Au fond, c'est la démarche de certains poètes de langue portugaise pratiquant la traduction qui m'a sinon guidée du moins inspirée: je pense en particulier à l'extraordinaire version, signée par Manuel Bandeira, de El divino Narciso de la mexicaine Sor Juana de la Cruz ou encore, plus proche de nous, la réécriture faite par un poète portugais d'une sélection de poèmes liés, de différentes manières, aux rites et à l'oralité traditionnelle. Le volume de Herberto Helder [12], réunissant ses traductions, de 1961-1966, a un nom révélateur: O bebedor noturno (Le buveur nocturne). Ce volume porte encore comme sous-titre "poemas mudados em português" (littéralement: poèmes changés en portugais). C'est cette expérience d'innutrition orphique - le texte de l'autre comme boisson bue, lentement dégustée, en solitaire, le soir venu, dans le silence de la nuit - que dévoile le sous-titre: ce sont des poèmes de divers horizons, métamorphosés, changés, en une autre langue. Lorsqu'on est dans l'obscurité, c'est le son et le rythme, la couleur et le tissu (velouté ou avec des aspérités de fumeur) de la voix qui s'imposent. Le français et le portugais sont des langues sœurs, pense-t-on, mais c'est à l'intérieur d'une fratrie, que ressortent mieux non seulement les connivences, mais aussi la différence des tempéraments et des timbres, et de rythme. Car le rythme de la phrase, bien entendu, est différent en français et en portugais, et on place différemment sa voix lorsqu'on parle l’une ou l’autre langue. On n'est pas capable de bien parler une langue différente de sa langue maternelle tant qu'on n'a pas découvert où faut-il placer la voix dans sa gorge. Cela explique, je le crois, l'extrême fatigue de la voix lorsqu'on commence à apprendre à parler une langue étrangère.

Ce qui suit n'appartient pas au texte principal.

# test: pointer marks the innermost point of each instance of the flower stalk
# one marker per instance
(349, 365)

Plus encore: à l'intérieur d'une même langue, - nous revenons encore au portugais -, la musique brésilienne est différente de la musique portugaise. Les Portugais affirment souvent que la langue parlée par les Brésiliens c'est le portugais avec du sucre; ils croient nous faire plaisir mais ils se trompent: la langue parlée au Brésil c'est le portugais avec du sel. [13] Plus flexible aux changements syntaxiques surtout dans l'emploi des pronoms atones mais archaïsant dans la prononciation, pratiquant encore couramment le gérondif et le conditionnel dans toutes ses formes, le portugais (du Brésil) exprime un imaginaire et une culture sans commune mesure avec l'imaginaire et la culture portugaises. La littérature brésilienne, autonome par rapport à celle du Portugal depuis au moins la deuxième moitié du XIXe siècle, a hérité d'une tradition ibérique, qu'elle a développé de façon extraordinaire, celle de la modulation et de la réécriture littéraire de l'oralité traditionnelle. Cette poétique à la lisière de l'écrit et de l'oral est au fond un atout, comme on le verra, pour celui qui prétend traduire Césaire.
Dernière remarque: dans chacune de ces démarches - traduction de courts poèmes, d'une pièce théâtrale et d'un long poème - l'ordre des exigences et le rapport du traducteur au texte traduit est fort différent.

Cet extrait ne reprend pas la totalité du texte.